Beyond carrier protein engineering, another approach to boost extracellular secretion is the co-expression of bacteriocin release protein (BRP), also known as lysis protein, which transiently increases membrane permeability to facilitate the release of target proteins into the culture medium. Representative BRPs such as colicin A, E1 and E2 are widely used for inducible protein release. However, this method poses notable risks, including non-specific leakage of cytoplasmic and periplasmic components, cell lysis, elevated mortality and restricted cell growth, which may impair overall yield and bacterial stability. Therefore, precise regulation of BRP expression level and induction timing is required to ensure safety and effectiveness.

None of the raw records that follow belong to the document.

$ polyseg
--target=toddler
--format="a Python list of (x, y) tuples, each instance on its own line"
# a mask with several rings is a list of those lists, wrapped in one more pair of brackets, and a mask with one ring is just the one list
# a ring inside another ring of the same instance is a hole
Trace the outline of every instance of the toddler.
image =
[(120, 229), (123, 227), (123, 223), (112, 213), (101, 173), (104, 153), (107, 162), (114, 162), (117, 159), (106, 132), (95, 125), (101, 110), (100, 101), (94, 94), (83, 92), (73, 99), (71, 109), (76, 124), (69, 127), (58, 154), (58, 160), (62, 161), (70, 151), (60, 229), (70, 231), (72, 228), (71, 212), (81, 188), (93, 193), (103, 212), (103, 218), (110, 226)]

Overall, OsmY carrier engineering, membrane permeability modulation and chaperone protein optimization are three prevalent strategies for enhancing protein secretion. Each offers unique advantages for different target proteins and expression systems, and rational selection and balancing should be made according to protein characteristics and production conditions.

Chemical optimization strategies for improving protein yield play a pivotal role in the industrial and therapeutic production of recombinant proteins. Medium optimization is the most fundamental and effective strategy. Adjustment of carbon sources, nitrogen sources, buffer systems, inorganic salts, vitamins and trace elements can precisely match the metabolic demands of host cells and promote protein expression. For instance, supplementation with glucose or glycerol provides energy, while the addition of amino acids, yeast extract or peptone relieves the metabolic burden of de novo precursor synthesis in host cells.

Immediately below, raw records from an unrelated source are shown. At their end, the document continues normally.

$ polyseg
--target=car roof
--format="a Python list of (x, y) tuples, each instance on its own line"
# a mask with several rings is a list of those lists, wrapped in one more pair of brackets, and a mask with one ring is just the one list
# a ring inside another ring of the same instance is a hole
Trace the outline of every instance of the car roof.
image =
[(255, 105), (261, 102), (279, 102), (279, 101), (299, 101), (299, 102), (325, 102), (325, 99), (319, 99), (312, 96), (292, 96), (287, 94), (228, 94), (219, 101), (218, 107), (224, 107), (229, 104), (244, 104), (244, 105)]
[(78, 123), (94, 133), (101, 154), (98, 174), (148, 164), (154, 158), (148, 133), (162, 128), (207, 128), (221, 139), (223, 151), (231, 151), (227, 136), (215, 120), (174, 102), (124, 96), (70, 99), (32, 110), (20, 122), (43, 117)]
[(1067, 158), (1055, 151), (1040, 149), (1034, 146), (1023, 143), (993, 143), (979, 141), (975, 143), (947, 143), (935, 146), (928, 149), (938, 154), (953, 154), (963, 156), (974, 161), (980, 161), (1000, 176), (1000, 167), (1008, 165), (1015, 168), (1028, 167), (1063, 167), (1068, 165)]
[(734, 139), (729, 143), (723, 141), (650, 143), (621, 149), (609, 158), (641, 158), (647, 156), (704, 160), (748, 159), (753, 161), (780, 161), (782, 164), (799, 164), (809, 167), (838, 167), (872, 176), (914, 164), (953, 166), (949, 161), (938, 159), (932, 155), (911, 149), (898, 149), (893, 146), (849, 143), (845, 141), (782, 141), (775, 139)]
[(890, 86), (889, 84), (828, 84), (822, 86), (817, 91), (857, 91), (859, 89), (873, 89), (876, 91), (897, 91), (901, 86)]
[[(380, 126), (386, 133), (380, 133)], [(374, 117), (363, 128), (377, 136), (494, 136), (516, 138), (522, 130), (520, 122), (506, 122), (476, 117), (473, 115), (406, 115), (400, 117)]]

Inducers such as arabinose are widely used to initiate expression systems, and surfactants can inhibit the aggregation of hydrophobic proteins. In addition, chemical chaperones including glycerol and betaine facilitate correct protein folding, while redox modulators such as cysteine and glutathione promote disulfide bond formation, particularly critical for periplasmic expression. Metal ions such as Mg²⁺, Ca²⁺ and Zn²⁺ enhance protein stability, and antioxidants like ascorbic acid mitigate oxidative stress. Auto-induction medium and fed-batch fermentation further enable sustained induction and metabolic balance. Moreover, protease inhibitors such as leupeptin prevent proteolytic degradation. The synergistic application of these chemical strategies substantially improves protein expression and secretion levels.

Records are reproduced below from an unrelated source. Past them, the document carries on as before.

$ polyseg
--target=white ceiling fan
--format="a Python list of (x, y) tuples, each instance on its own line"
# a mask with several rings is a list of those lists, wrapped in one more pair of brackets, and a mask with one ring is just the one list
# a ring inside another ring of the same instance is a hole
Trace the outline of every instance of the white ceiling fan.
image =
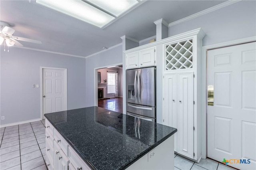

As a classic host for recombinant protein production, continuous innovation in secretion systems has significantly advanced the application of E. coli in industrial biotechnology. Engineering modification of secretion pathways, such as the ESETEC® system, achieves efficient extracellular protein secretion, reduces periplasmic protein accumulation and simplifies purification workflows. Technologies including BacSec® combine continuous perfusion bioprocessing with engineered secretion mechanisms, balancing high yield and production stability, minimizing host protein contamination and enhancing the economic efficiency and scalability of commercial production.

Furthermore, the application of synthetic biology and precision gene editing enables targeted optimization of secretion systems, improving protein folding efficiency and reducing the risk of aggregation and degradation. The combination of signal peptide engineering and chaperone-assisted folding is expected to break through the traditional bottlenecks of protein secretion. Overall, the innovation of E. coli secretion systems has deepened the understanding of secretion mechanisms and laid a solid foundation for meeting industrial and pharmaceutical demands, with broad prospects for future development.